Sunday, March 10, 2013

Notes from the Home - March 10, 2013



   Memories of things Ashtabula were popping up daily this week. It started Thursday evening when we went to the Springer Opera House to see Yesterday and Today: The Interactive Beatles Experience. It was an interesting evening all around. The Springer, built in the 1870s, is the oldest theater in Georgia and the sixth oldest in the United States. When you look up at the private boxes near the stage at the Springer, you expect to see Abe and Mary Lincoln in one of them.

   The show featured three very enthusiastic brothers – Billy, Matthew and Ryan McGuigan – whose father, Bill, was a huge Beatles fan. Bill died from leukemia in 1996, and the show is a tribute to both their father and the Beatles. During intermission I talked to one of the ushers, Audrey, who, like me, was in awe of the McGuigans’ energy. She said she had to be back in the morning, when Yesterday and Today would be put on for an audience of school students. If the McGuigans were even half as energetic Friday morning as they were Thursday evening, we decided she should find out what they were on and how to get some.

   Then Audrey talked about the restoration projects that have been completed at the Springer, and the ones currently underway or planned. I admitted my ignorance of the Springers’s history and told her I had been in the area less than a year.

   “Where did you move from?” she asked.

   “Ashtabula, Ohio,” I said hesitantly, expecting a puzzled look and a mumbled, “Where the hell is that?” in return.

   “Oh, I’m familiar with Ashtabula,” she said. “My former in-laws lived there for a few years.”

   It’s not the reaction I expect from people here when I say “Ashtabula.”

  

   Friday afternoon, I found myself thinking about Dave King, one of Nancy’s bicycling friends. Annie and I were talking in the hallway when Polly and Margaret came by. Polly, a resident here, is blind.
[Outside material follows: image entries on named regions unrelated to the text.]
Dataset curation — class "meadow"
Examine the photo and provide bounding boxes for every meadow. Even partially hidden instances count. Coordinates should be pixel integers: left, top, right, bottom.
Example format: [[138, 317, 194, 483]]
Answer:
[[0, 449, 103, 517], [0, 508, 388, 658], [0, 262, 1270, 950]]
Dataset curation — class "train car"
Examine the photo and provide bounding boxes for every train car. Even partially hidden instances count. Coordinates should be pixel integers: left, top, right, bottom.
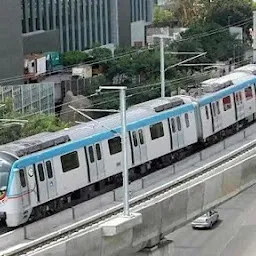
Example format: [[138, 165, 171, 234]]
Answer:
[[0, 96, 198, 227], [199, 65, 256, 141]]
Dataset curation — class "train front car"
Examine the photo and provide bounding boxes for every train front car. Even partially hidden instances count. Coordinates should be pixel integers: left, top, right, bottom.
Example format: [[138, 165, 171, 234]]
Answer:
[[0, 151, 24, 227]]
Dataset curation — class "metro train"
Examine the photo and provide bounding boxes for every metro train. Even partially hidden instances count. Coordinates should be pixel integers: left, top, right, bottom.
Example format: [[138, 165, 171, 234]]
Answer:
[[0, 64, 256, 227]]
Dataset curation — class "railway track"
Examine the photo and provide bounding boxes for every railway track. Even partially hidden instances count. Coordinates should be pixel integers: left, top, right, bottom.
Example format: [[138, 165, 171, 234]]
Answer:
[[4, 137, 256, 256]]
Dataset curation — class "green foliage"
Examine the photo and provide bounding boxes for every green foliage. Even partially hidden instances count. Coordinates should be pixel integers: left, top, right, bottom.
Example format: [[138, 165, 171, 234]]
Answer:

Margaret is a friend of hers who visits her regularly and helps Polly do things she wouldn’t otherwise be able to do. Friday, a wonderfully warm and sunny day, she took Polly outside for a walk.

   “Hey, Polly,” Annie said.

   “Somebody is talking to you,” Margaret told Polly.

   “Who is it?” Polly asked.

   “You know who I am, Ms. Polly,” Annie said.

   “Annie. I know your voice. How are you?”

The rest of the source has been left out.